Assembling Large Genomes with Single-Molecule Sequencing and Locality Sensitive Hashing
By
Konstantin Berlin,
Sergey Koren,
Chen-Shan Chin,
James Drake,
Jane M Landolin,
Adam M. Phillippy
Posted 14 Aug 2014
bioRxiv DOI: 10.1101/008003
(published DOI: 10.1038/nbt.3238)
We report reference-grade de novo assemblies of four model organisms and the human genome from single-molecule, real-time (SMRT) sequencing. Long-read SMRT sequencing is routinely used to finish microbial genomes, but the available assembly methods have not scaled well to larger genomes. Here we introduce the MinHash Alignment Process (MHAP) for efficient overlapping of noisy, long reads using probabilistic, locality-sensitive hashing.
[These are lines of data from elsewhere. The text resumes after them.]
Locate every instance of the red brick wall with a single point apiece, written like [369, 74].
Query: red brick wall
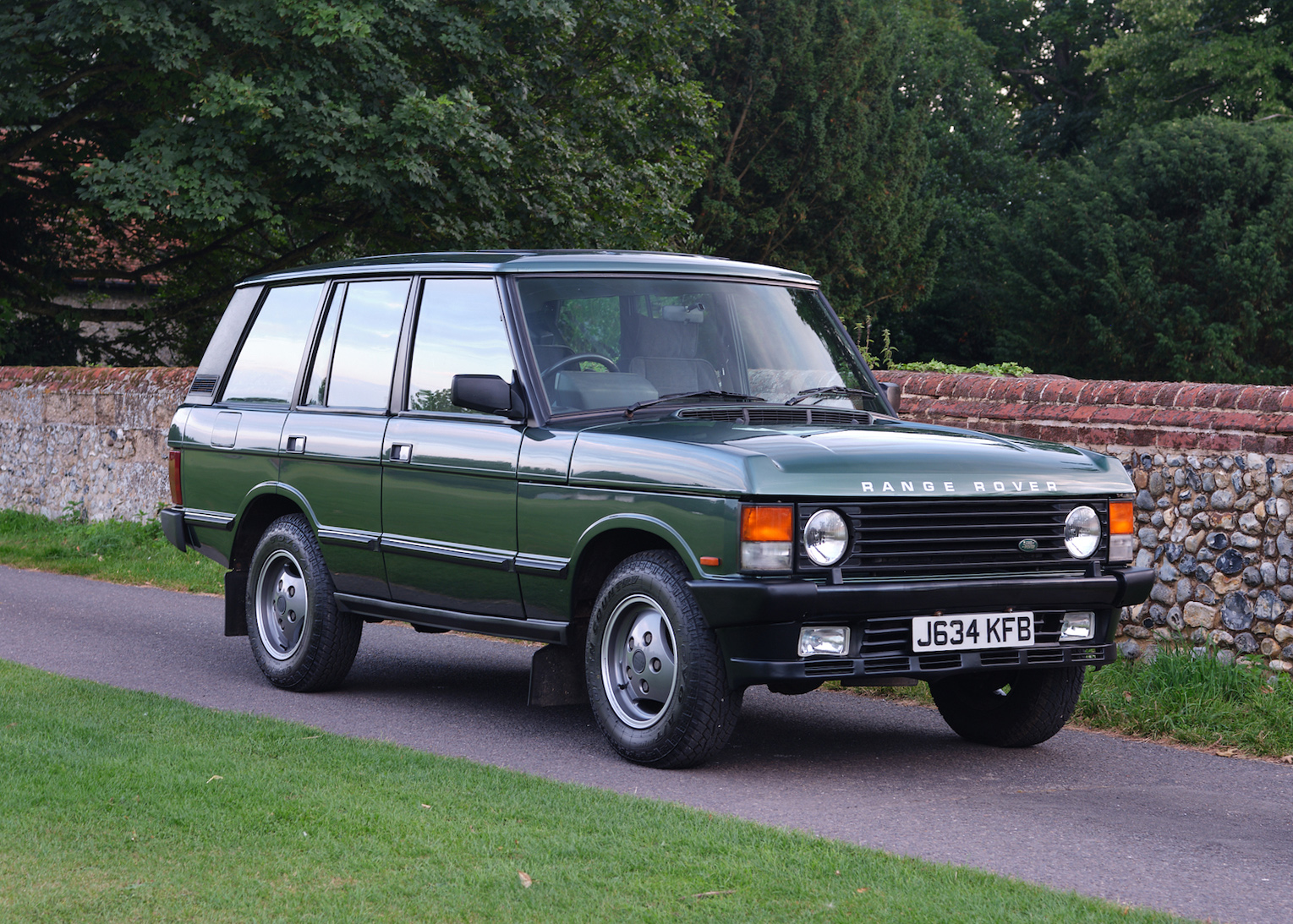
[1151, 415]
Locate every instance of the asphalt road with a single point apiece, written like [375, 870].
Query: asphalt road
[1194, 834]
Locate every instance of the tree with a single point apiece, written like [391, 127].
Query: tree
[1180, 58]
[185, 144]
[977, 178]
[815, 164]
[1166, 260]
[1038, 53]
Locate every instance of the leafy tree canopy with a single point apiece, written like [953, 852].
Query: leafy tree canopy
[1168, 260]
[1177, 58]
[189, 142]
[818, 164]
[1038, 54]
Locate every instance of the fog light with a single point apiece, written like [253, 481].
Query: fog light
[824, 640]
[1077, 627]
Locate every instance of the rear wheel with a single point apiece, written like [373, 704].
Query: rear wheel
[299, 638]
[655, 677]
[1016, 708]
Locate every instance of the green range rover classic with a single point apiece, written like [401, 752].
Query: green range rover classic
[675, 471]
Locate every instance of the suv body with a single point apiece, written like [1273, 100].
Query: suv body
[677, 471]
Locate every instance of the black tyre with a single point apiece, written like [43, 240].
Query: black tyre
[1016, 708]
[655, 676]
[299, 638]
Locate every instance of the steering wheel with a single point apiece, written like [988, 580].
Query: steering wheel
[578, 358]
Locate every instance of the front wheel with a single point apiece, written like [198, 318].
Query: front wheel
[1016, 708]
[299, 638]
[655, 677]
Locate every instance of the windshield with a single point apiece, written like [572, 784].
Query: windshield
[611, 342]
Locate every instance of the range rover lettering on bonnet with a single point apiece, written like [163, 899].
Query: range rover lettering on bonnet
[675, 472]
[951, 488]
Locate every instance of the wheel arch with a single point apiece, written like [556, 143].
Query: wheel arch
[609, 542]
[264, 504]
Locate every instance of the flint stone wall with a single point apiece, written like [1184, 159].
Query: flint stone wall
[90, 440]
[1210, 464]
[1213, 471]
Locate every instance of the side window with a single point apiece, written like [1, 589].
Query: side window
[459, 332]
[357, 349]
[266, 364]
[315, 393]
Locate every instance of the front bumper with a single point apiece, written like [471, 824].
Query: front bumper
[758, 625]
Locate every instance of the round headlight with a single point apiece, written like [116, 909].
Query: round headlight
[826, 538]
[1082, 532]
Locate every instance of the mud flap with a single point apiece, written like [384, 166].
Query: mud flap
[236, 603]
[556, 676]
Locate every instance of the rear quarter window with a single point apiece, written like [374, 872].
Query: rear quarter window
[271, 356]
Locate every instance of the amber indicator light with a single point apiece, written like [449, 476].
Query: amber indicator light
[767, 523]
[1121, 518]
[173, 476]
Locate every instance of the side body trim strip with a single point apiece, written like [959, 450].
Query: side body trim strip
[527, 630]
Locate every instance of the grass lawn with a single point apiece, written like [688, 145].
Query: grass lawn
[1200, 702]
[112, 549]
[127, 806]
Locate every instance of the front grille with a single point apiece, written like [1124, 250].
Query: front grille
[779, 416]
[913, 539]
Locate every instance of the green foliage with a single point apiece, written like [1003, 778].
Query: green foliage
[978, 369]
[1038, 54]
[816, 166]
[1168, 260]
[1180, 58]
[189, 144]
[1194, 701]
[1076, 243]
[977, 178]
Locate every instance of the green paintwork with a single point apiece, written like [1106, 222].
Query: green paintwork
[505, 263]
[458, 491]
[496, 518]
[847, 462]
[339, 476]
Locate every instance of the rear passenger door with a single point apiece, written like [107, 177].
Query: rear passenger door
[331, 446]
[449, 490]
[232, 446]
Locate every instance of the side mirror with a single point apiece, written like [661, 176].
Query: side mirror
[488, 393]
[892, 393]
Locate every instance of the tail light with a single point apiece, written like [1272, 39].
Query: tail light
[173, 476]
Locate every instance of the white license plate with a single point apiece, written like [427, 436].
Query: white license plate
[972, 631]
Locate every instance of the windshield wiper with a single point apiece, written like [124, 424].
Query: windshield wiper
[829, 389]
[691, 396]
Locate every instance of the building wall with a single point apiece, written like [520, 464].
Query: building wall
[1209, 464]
[87, 440]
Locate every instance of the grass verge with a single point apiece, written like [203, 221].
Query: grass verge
[112, 549]
[1234, 710]
[1231, 708]
[1177, 697]
[124, 806]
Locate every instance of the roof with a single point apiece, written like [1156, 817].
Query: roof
[542, 261]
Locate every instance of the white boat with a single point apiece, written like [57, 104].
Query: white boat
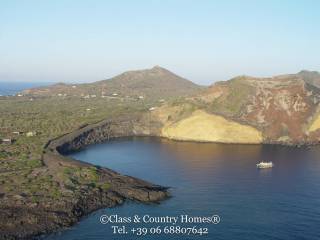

Together with Celera Assembler, MHAP was used to reconstruct the genomes of Escherichia coli, Saccharomyces cerevisiae, Arabidopsis thaliana, Drosophila melanogaster, and human from high-coverage SMRT sequencing. The resulting assemblies include fully resolved chromosome arms and close persistent gaps in these important reference genomes, including heterochromatic and telomeric transition sequences. For D. melanogaster, MHAP achieved a 600-fold speedup relative to prior methods and a cloud computing cost of a few hundred dollars. These results demonstrate that single-molecule sequencing alone can produce near-complete eukaryotic genomes at modest cost.